In the third stage, from this date until March 13, the Front was directed to destroy the German 2nd Army, which was cut off in northeastern Pomerania. Beginning on March 11 2nd Shock was to attack towards Gdańsk from the south, and advanced along both banks of the Vistula over the next two days before reaching the lines of its fortified area on March 13. After ten days on the defensive, 2nd Shock joined the assault on March 23, and by the end of the 26th had helped force the German Gdańsk group back into the city proper. Over the following days it cleared the enemy from the area between the Vistula and the Gdańsk - Praust railway as the city fell on March 30. In recognition of its part, the 461st Rifle Regiment (Lt. Colonel Voydo, Grigorii Grigorievch) was given its name as an honorific.

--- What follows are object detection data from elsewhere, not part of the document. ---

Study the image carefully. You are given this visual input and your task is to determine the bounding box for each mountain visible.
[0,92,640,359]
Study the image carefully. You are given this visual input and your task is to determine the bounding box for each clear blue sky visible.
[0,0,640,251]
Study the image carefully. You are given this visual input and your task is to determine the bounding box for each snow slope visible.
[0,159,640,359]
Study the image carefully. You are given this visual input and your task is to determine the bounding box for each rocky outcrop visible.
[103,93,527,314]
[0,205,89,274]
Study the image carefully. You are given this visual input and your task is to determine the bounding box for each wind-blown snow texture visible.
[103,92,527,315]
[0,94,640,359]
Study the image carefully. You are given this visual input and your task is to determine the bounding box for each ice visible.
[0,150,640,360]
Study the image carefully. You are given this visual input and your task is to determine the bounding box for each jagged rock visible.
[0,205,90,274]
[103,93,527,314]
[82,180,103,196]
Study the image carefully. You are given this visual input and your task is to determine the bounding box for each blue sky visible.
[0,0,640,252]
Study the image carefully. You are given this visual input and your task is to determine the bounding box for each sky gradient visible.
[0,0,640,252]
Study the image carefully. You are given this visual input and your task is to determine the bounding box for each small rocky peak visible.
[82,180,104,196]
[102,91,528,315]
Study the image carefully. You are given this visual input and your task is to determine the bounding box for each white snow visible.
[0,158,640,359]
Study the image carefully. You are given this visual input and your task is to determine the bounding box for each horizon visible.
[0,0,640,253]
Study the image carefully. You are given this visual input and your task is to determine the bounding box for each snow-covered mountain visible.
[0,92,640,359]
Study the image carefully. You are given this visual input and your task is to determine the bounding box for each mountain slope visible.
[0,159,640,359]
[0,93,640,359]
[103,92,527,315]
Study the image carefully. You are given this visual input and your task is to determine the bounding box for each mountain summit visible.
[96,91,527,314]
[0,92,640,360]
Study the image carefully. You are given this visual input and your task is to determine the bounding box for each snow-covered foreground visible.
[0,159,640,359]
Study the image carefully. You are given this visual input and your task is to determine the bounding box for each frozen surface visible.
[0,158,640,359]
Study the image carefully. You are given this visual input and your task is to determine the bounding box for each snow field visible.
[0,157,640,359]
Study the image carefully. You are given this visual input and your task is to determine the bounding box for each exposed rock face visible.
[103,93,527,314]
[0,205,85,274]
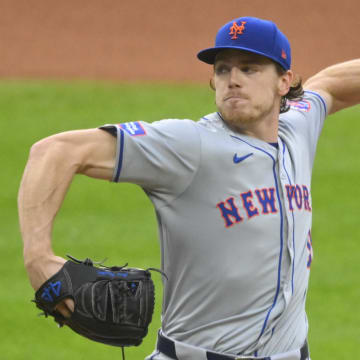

Following this victory 2nd Shock began moving west for the Berlin campaign, but 98th Corps was detached to remain near Gdańsk for the duration of the war, and by the beginning of May was under direct command of 2nd Belorussian Front.

== Postwar ==
The division finished the war along the Baltic coast in west Pomerania, with the official designation of 142nd Rifle, Graudenz, Order of the Red Banner Division. (Russian: 142-я стрелковая Граудзендзкая Краснознамённая дивизия.) On May 17, in a final round of honors, the 588th Rifle and 334th Artillery Regiments each received the Order of Suvorov, 3rd Degree, for their roles in the battle for Gdańsk. It was disbanded in the Northern Group of Forces in Poland in July 1945, in accordance with STAVKA Order No. 11097 dated May 29, 1945. Sonnikov was given command of the 27th Rifle Division in the Group of Soviet Forces in Germany until he was discharged into the reserve on March 8, 1947. In retirement he wrote his memoirs and made repeated trips to Priozersk to commemorate the Vuoksi battle; he was made the town's first honorary citizen on September 20, 1969. He died in Leningrad in 1978 and was buried in the city's Northern Cemetery.